In August 2018, Stefan Hammer taught a course on jurisprudence and statutory Interpretation together with a Buthanese colleague, Tenzin Leewan. As contrasted with Buthanese legal history and its Buddhist background, the discussion of Western influences on legal thought, marked by a sharp distinction between morality and justice on the one side and positive law on the other, proved to be particularly interesting. Likewise, central elements of political philosophy could be contextualized by addressing central features of the Bhutan’s Constitutional and political system under a comparative perspective. As Bhutan understands itself as a country whose modernized legal system combines common law and civil law traditions, the idea and role of codification was another main topic. This offered opportunities also to discuss different theories of legal reasoning reflecting both legal traditions. Tenzin Leewan further deepened methodological aspects with a focus on judicial practice.

Conference on Gross National Happiness and Law 2018

On the 17th and the 18th of July 2018 the JSW School of Law hosted an inaugural conference on Gross National Happiness and Law in Thimphu. Bhutan's Constitution lists as a ´Principle of State Policy´ that its Government shall strive to promote those conditions that will enable the pursuit of Gross National Happiness. From our side three colleagues took part and gave their presentations: Wolfram Schaffar gave an overview on ´Alternative development strategies worldwide´, Stefan Hammer talked about ´Principles & Policies in a Written Constitution: Justiciability and Impact on the Legal Standing of the Citizens´ and Michaela Windischgraetz moderated a panel on Buddhism and Law, which explored the impact of Bhutan's Buddhist traditions on the practice of law in Bhutan.

Course on Human Dignity

In March/April 2018, Christina Binder taught a course on Human Dignity.

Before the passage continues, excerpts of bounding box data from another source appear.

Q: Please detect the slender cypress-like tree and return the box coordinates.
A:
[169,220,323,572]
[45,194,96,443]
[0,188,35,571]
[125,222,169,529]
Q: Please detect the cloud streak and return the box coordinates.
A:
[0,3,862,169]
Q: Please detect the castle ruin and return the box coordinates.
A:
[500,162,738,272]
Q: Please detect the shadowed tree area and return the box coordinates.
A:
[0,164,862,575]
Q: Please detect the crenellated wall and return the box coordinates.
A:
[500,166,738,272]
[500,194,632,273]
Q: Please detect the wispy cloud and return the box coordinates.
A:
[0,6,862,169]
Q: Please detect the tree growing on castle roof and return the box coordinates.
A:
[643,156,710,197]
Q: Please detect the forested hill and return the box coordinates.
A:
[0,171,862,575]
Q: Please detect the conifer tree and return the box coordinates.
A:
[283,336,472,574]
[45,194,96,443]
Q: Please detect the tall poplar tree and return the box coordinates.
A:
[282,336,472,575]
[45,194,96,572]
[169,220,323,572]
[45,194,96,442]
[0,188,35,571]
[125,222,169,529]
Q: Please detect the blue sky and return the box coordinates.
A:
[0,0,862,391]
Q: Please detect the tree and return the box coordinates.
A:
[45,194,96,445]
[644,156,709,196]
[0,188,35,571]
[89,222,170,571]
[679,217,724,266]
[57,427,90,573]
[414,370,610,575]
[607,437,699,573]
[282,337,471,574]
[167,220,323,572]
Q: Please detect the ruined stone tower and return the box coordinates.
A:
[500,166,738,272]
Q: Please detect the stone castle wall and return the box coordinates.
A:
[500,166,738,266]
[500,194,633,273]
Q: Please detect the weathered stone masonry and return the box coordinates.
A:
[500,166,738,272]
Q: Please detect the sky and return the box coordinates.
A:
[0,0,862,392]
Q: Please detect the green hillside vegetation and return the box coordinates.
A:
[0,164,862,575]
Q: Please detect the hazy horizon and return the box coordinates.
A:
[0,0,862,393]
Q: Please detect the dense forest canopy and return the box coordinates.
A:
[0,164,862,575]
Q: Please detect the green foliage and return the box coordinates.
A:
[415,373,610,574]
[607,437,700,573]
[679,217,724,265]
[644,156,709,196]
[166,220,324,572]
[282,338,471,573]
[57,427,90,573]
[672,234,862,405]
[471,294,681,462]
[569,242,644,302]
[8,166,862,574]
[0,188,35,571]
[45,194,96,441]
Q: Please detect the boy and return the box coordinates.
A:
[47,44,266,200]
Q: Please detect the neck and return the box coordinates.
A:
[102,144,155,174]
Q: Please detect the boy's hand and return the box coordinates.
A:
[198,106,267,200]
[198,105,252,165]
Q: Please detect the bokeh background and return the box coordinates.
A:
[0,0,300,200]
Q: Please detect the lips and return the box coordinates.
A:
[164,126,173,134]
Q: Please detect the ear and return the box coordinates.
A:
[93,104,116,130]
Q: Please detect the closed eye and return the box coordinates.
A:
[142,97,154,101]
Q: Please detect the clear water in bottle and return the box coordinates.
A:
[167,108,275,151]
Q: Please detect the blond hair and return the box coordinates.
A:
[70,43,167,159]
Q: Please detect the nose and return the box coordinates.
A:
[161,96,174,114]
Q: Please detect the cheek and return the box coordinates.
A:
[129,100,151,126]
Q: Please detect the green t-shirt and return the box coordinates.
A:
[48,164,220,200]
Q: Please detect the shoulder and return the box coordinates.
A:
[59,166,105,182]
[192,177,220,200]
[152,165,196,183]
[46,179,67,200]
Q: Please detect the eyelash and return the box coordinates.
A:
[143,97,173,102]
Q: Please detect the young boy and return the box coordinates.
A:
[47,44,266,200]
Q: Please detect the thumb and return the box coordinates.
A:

Christina Binder co-taught with Stephan Sonnenberg and Dema Lham. Dema Lham, a senior Bhutanese faculty lecturer, will eventually take over the course.  The interdisciplinary course focused on human rights as centrally anchored in the concept of human dignity. It dealt with the functioning of the international system of human rights protection, the interplay of NGOs with other actors in human rights protection, domestic litigation, philosophical anthropological foundations of human rights as well as human responsibilities. The course included case studies and group work which should prepare students for Legal Clinics and the practical application of human rights which will be the focus of the fourth and fifth year of studies.